« Plus jamais ça ! », à l’issue de la seconde guerre mondiale, les nations vont repenser la société internationale en s’inspirant notamment de la théorie développée par Montesquieu, dite du doux commerce selon laquelle les échanges commerciaux entre pays favorisent la bonne entente politique et réduisent le risque qu'ils entrent en guerre, car les deux acteurs s'appauvriraient mutuellement en détruisant la richesse de l'adversaire. Elles vont ainsi se doter sur le plan politique de l’Organisation des Nations Unies (ONU), sur le plan économique et financier de la Banque Internationale pour la Reconstruction et le Développement (BIRD) et du Fonds Monétaire International (FMI) et sur le plan commercial de l’Accord Commercial sur les Tarifs Douaniers et le Commerce (GATT) signé en 1947 à Genève.

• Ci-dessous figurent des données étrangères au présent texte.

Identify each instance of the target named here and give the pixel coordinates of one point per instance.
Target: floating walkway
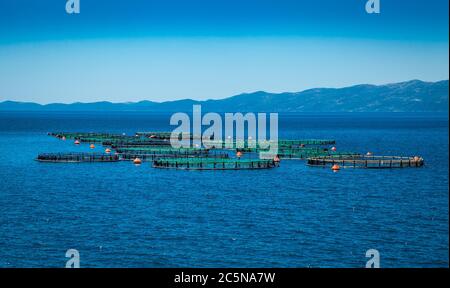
(77, 157)
(153, 155)
(375, 162)
(213, 164)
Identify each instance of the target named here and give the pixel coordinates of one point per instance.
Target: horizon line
(218, 99)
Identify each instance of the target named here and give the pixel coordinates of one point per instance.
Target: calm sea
(121, 215)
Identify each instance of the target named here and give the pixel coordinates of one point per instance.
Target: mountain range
(409, 96)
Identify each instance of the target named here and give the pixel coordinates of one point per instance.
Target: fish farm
(214, 163)
(208, 154)
(77, 157)
(367, 161)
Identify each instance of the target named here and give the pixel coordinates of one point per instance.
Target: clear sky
(131, 50)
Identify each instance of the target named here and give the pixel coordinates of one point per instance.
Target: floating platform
(148, 156)
(161, 150)
(375, 162)
(77, 157)
(300, 153)
(213, 164)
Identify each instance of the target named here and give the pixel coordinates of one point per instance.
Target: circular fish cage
(213, 163)
(76, 157)
(368, 162)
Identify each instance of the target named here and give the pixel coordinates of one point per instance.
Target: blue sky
(158, 50)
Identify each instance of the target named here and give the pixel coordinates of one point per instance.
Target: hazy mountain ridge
(410, 96)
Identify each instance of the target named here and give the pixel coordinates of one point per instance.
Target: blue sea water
(121, 215)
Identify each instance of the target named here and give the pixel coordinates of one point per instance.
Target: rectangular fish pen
(213, 164)
(362, 161)
(76, 157)
(153, 156)
(136, 143)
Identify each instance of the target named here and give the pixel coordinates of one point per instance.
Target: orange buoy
(335, 167)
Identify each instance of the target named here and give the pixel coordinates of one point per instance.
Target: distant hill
(410, 96)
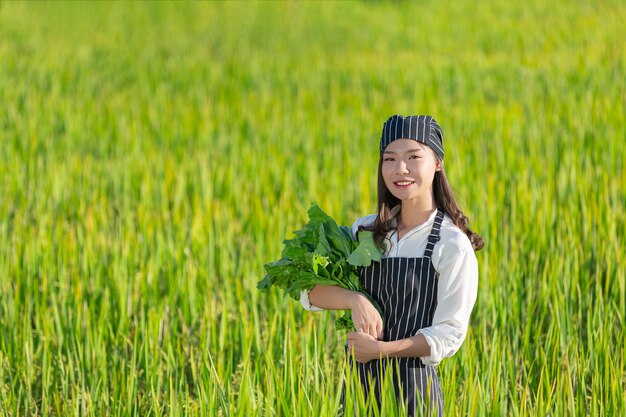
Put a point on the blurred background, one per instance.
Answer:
(153, 156)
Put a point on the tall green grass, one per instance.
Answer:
(154, 156)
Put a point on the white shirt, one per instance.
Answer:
(454, 259)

Par ce mécanisme, les politiques voulaient favoriser les échanges et empêcher que les nations ne se tournent vers le protectionnisme comme ce fut le cas lors de la grande dépression post 1929.
L'objectif principal du GATT puis, à partir de 1995, de l'OMC (Organisation Mondiale du Commerce), est de réduire les barrières commerciales afin de faciliter le commerce entre ses membres et de favoriser une croissance économique accrue. Cela implique la réduction des tarifs douaniers, des quotas et des autres restrictions au commerce. L'OMC entend également renforcer la propriété intellectuelle, surveiller les subventions et les mesures de soutien interne et régler les litiges commerciaux. Si le GATT commence avec 23 membres fondateurs (Afrique du Sud, Australie, Belgique, Birmanie, Brésil, Canada, Ceylan, Chili, Chine, Cuba, États-Unis, France, Inde, Liban, Luxembourg, Norvège, Nouvelle-Zélande, Pakistan, Pays-Bas, Rhodésie du Sud, Royaume-Uni, Syrie et Tchécoslovaquie), très vite les adhésions se multiplient avec en point d’orgue l’adhésion en décembre 2001 de la Chine et plus de 141 pays membres aujourd’hui en sus des fondateurs.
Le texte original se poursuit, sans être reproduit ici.